Menadżer Wolves przekazał także dziennikarzom pozytywne wieści w sprawie kontuzjowanego w końcówce rywalizacji Rui Patrício.
- Otrzymaliśmy informacje od lekarzy i wygląda na to, że jest ok. Jest przytomny i pamięta wszystko, co się wydarzyło. Jest w pełni świadomy, co jest bardzo pozytywnym sygnałem.
- Wszystkie sytuacje na boisku, gdzie jest zagrożenie wstrząsu mózgu i urazu głowy są zawsze bardzo niebezpieczne. Z Rui sytuacja jest opanowana, powinien niebawem wrócić do gry.

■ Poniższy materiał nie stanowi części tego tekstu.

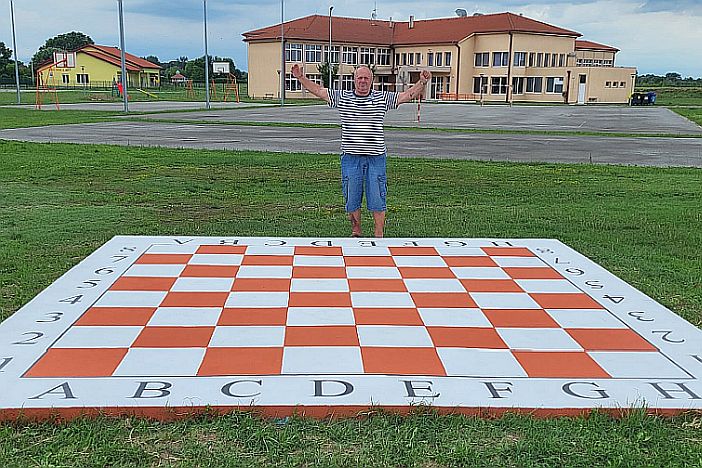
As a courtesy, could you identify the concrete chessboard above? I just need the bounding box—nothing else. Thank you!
[1,236,700,420]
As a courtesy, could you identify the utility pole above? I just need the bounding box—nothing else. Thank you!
[10,0,21,105]
[280,0,285,106]
[204,0,210,109]
[117,0,129,112]
[328,6,333,90]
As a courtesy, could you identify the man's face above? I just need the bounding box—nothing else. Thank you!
[354,68,373,96]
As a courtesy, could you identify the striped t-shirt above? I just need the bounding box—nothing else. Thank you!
[328,89,399,156]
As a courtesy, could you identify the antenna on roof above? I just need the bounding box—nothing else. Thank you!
[371,1,377,20]
[455,8,467,17]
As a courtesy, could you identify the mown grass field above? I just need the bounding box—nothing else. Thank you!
[0,141,701,466]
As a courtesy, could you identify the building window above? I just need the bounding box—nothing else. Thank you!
[323,45,340,64]
[342,46,358,64]
[360,47,375,65]
[430,76,444,99]
[436,52,443,66]
[306,74,322,85]
[546,77,564,93]
[341,74,354,90]
[473,76,488,94]
[375,75,392,91]
[401,53,407,65]
[474,52,489,67]
[444,52,451,67]
[620,81,626,88]
[491,76,508,94]
[605,81,611,88]
[514,52,526,67]
[536,53,543,67]
[428,52,434,66]
[492,52,509,67]
[512,77,525,94]
[286,73,301,91]
[445,76,451,93]
[528,53,536,67]
[551,53,558,67]
[612,81,619,87]
[304,44,322,63]
[62,74,70,84]
[526,77,543,93]
[285,43,302,62]
[395,53,400,65]
[377,48,390,65]
[76,73,89,84]
[559,54,565,67]
[416,53,422,65]
[408,52,414,65]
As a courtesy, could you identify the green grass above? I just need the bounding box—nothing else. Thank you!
[0,107,123,129]
[673,107,702,127]
[636,86,702,106]
[0,141,701,466]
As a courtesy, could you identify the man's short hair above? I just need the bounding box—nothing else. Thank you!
[354,66,374,79]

- Jeśli chodzi o mecz, uważam, że zagraliśmy dobre zawody. Lepiej zaczęliśmy pierwszą połowę, zdominowaliśmy ich, mieliśmy swoje okazje, dobrze broniliśmy, radziliśmy sobie z ich szybkimi atakami.
- Nie pozwoliliśmy się im rozpędzić. Skutecznie ograniczaliśmy ich poczynania, co miało wpływ na małą ilość okazji bramkowych Liverpoolu.
- W drugiej połowie staraliśmy się szybciej odzyskiwać piłkę i podejmować ryzyko. W końcowym rozrachunku rezultat nie był dla nas najlepszy, ale nastawienie zespołu było dziś fantastyczne - podsumował Portugalczyk.